Rural life thrives within a familiar and intimate environment where individuals recognize one another and show mutual respect for each other’s rights. Transitioning to the city, however, can often lead individuals to not recognize those around them, thus feeling a greater sense of freedom in their behaviors. Behaviors such as city drivers using the emergency lane or not leaving picnic areas clean illustrate the presence of specific rules and etiquettes in city life.

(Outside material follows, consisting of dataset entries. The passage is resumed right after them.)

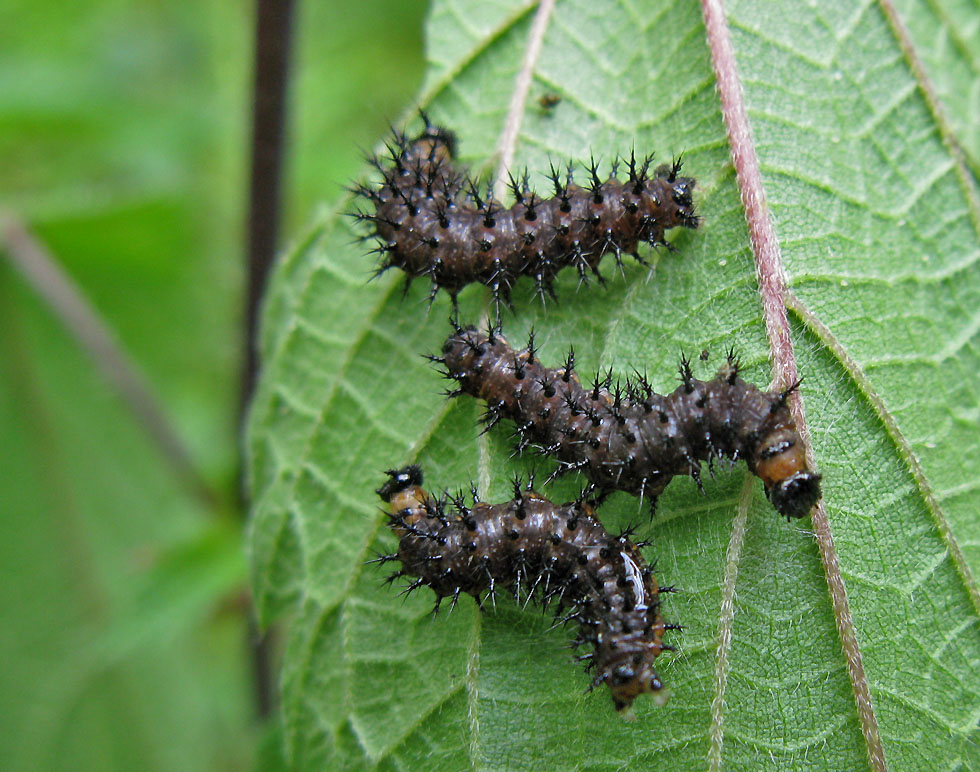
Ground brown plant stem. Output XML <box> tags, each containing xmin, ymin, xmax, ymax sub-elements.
<box><xmin>241</xmin><ymin>0</ymin><xmax>296</xmax><ymax>721</ymax></box>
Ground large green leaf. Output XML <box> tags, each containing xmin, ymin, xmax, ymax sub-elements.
<box><xmin>247</xmin><ymin>0</ymin><xmax>980</xmax><ymax>769</ymax></box>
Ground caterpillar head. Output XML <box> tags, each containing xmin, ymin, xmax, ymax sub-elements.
<box><xmin>603</xmin><ymin>651</ymin><xmax>669</xmax><ymax>713</ymax></box>
<box><xmin>753</xmin><ymin>427</ymin><xmax>822</xmax><ymax>518</ymax></box>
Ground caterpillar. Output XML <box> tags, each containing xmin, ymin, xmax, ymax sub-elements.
<box><xmin>351</xmin><ymin>120</ymin><xmax>700</xmax><ymax>313</ymax></box>
<box><xmin>436</xmin><ymin>325</ymin><xmax>822</xmax><ymax>519</ymax></box>
<box><xmin>375</xmin><ymin>465</ymin><xmax>675</xmax><ymax>711</ymax></box>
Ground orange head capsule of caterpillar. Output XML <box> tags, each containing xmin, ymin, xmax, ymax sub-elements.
<box><xmin>604</xmin><ymin>650</ymin><xmax>670</xmax><ymax>713</ymax></box>
<box><xmin>376</xmin><ymin>465</ymin><xmax>428</xmax><ymax>528</ymax></box>
<box><xmin>754</xmin><ymin>431</ymin><xmax>822</xmax><ymax>518</ymax></box>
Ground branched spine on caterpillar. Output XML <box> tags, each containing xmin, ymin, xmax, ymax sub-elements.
<box><xmin>351</xmin><ymin>118</ymin><xmax>700</xmax><ymax>314</ymax></box>
<box><xmin>375</xmin><ymin>466</ymin><xmax>675</xmax><ymax>712</ymax></box>
<box><xmin>436</xmin><ymin>324</ymin><xmax>822</xmax><ymax>519</ymax></box>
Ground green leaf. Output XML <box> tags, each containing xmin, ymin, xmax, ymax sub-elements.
<box><xmin>885</xmin><ymin>0</ymin><xmax>980</xmax><ymax>175</ymax></box>
<box><xmin>247</xmin><ymin>0</ymin><xmax>980</xmax><ymax>769</ymax></box>
<box><xmin>0</xmin><ymin>2</ymin><xmax>253</xmax><ymax>769</ymax></box>
<box><xmin>0</xmin><ymin>267</ymin><xmax>253</xmax><ymax>772</ymax></box>
<box><xmin>2</xmin><ymin>1</ymin><xmax>429</xmax><ymax>770</ymax></box>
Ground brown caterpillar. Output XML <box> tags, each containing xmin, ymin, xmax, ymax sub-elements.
<box><xmin>352</xmin><ymin>119</ymin><xmax>699</xmax><ymax>312</ymax></box>
<box><xmin>375</xmin><ymin>466</ymin><xmax>675</xmax><ymax>711</ymax></box>
<box><xmin>436</xmin><ymin>325</ymin><xmax>822</xmax><ymax>519</ymax></box>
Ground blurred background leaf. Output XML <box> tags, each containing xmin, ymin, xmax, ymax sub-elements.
<box><xmin>0</xmin><ymin>1</ymin><xmax>426</xmax><ymax>770</ymax></box>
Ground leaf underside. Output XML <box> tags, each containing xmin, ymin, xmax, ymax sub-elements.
<box><xmin>247</xmin><ymin>0</ymin><xmax>980</xmax><ymax>770</ymax></box>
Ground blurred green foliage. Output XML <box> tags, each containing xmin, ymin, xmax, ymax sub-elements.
<box><xmin>0</xmin><ymin>1</ymin><xmax>426</xmax><ymax>770</ymax></box>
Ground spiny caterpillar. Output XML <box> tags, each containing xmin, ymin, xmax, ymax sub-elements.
<box><xmin>437</xmin><ymin>325</ymin><xmax>822</xmax><ymax>519</ymax></box>
<box><xmin>351</xmin><ymin>119</ymin><xmax>699</xmax><ymax>313</ymax></box>
<box><xmin>375</xmin><ymin>466</ymin><xmax>675</xmax><ymax>711</ymax></box>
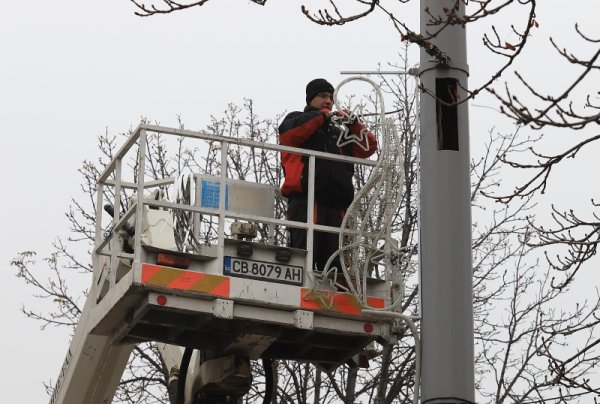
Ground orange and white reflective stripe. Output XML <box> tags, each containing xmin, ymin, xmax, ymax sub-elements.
<box><xmin>142</xmin><ymin>263</ymin><xmax>385</xmax><ymax>316</ymax></box>
<box><xmin>141</xmin><ymin>263</ymin><xmax>230</xmax><ymax>298</ymax></box>
<box><xmin>300</xmin><ymin>288</ymin><xmax>384</xmax><ymax>316</ymax></box>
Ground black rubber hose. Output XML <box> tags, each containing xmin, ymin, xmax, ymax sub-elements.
<box><xmin>103</xmin><ymin>204</ymin><xmax>136</xmax><ymax>237</ymax></box>
<box><xmin>262</xmin><ymin>357</ymin><xmax>274</xmax><ymax>404</ymax></box>
<box><xmin>177</xmin><ymin>347</ymin><xmax>194</xmax><ymax>404</ymax></box>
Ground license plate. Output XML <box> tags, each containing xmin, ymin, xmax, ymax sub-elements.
<box><xmin>223</xmin><ymin>256</ymin><xmax>303</xmax><ymax>286</ymax></box>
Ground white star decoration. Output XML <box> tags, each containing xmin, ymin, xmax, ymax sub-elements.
<box><xmin>331</xmin><ymin>105</ymin><xmax>371</xmax><ymax>152</ymax></box>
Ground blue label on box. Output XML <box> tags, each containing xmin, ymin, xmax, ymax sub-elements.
<box><xmin>200</xmin><ymin>180</ymin><xmax>229</xmax><ymax>209</ymax></box>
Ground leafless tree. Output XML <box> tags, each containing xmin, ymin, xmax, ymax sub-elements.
<box><xmin>12</xmin><ymin>61</ymin><xmax>600</xmax><ymax>402</ymax></box>
<box><xmin>124</xmin><ymin>0</ymin><xmax>595</xmax><ymax>115</ymax></box>
<box><xmin>124</xmin><ymin>0</ymin><xmax>600</xmax><ymax>290</ymax></box>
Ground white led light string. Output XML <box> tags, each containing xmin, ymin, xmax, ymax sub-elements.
<box><xmin>314</xmin><ymin>76</ymin><xmax>406</xmax><ymax>311</ymax></box>
<box><xmin>327</xmin><ymin>75</ymin><xmax>421</xmax><ymax>404</ymax></box>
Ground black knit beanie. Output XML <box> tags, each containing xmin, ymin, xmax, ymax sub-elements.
<box><xmin>306</xmin><ymin>78</ymin><xmax>334</xmax><ymax>105</ymax></box>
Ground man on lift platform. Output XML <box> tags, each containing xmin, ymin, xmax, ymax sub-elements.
<box><xmin>278</xmin><ymin>78</ymin><xmax>377</xmax><ymax>273</ymax></box>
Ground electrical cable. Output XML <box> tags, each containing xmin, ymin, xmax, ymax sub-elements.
<box><xmin>172</xmin><ymin>172</ymin><xmax>205</xmax><ymax>254</ymax></box>
<box><xmin>262</xmin><ymin>357</ymin><xmax>274</xmax><ymax>404</ymax></box>
<box><xmin>176</xmin><ymin>347</ymin><xmax>193</xmax><ymax>404</ymax></box>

In urban environments, adhering to traditional etiquettes such as offering seats to the elderly and mothers with children in public transportation or waiting in line, and showing respect to others is expected. Yet, learning the ethical rules of city life and adapting to this culture can be time-consuming, making it challenging to adjust to the fast-paced city lifestyle. This scenario often applies to immigrants as well, as they tend to maintain their own cultural habits.
For instance, Germany provides adaptation programs, particularly for select educated refugees. These programs aim to teach various cultural concepts, including traditional German etiquettes, being punctual, tax and debt payments, and even listening to classical music. However, in our country, the situation is different: the liberality in various aspects may push the boundaries of tolerance.
Similarly, an educated individual might wholeheartedly obey the decisions of the Constitutional Court, while those without the same level of education might prefer not to follow these decisions without considering the necessity of law for themselves in the future.